Clifford Wilson Ellis (1907–1985) was a British printmaker, painter, designer and art teacher. Ellis is notable both for the work he did for the Recording Britain project during the Second World War and for his role in the development of art teaching.
Rosemary Ellis née Collinson (1910–1998) was a British artist, graphic designer and teacher known for her poster and book jacket designs.
Robert Flavell Micklewright (1923–2013) was a British artist, illustrator and designer. He worked as a freelancer and designed dust jackets for books by C. P. Snow and V. S. Naipaul, and posters for London Transport. According to The Guardian, his work was "always of a high standard".

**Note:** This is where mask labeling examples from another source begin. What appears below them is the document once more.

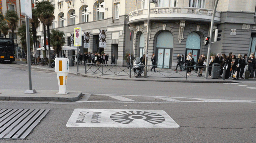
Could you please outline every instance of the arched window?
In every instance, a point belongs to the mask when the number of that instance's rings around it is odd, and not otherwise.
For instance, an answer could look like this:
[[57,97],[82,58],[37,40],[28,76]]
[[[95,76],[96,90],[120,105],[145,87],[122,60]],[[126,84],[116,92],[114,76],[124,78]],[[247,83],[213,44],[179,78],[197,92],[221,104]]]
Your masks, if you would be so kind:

Cleo Theodora Damianakes, nom de plume Cleon or Cleonike, was an American etcher, painter, and illustrator. She was widely known for designing dust jackets for Lost Generation writers in the 1920s and early 1930s, including cover art for the first editions of Ernest Hemingway's The Sun Also Rises and A Farewell to Arms, as well as F. Scott Fitzgerald's All the Sad Young Men, which were published by Scribners. Other authors she designed covers for included novelists such as Zelda Fitzgerald, Conrad Aitken, John Galsworthy, and Arthur B. Reeve.
Alfred George Skrenda (1897–1978) was an American illustrator, particularly of book dust jackets.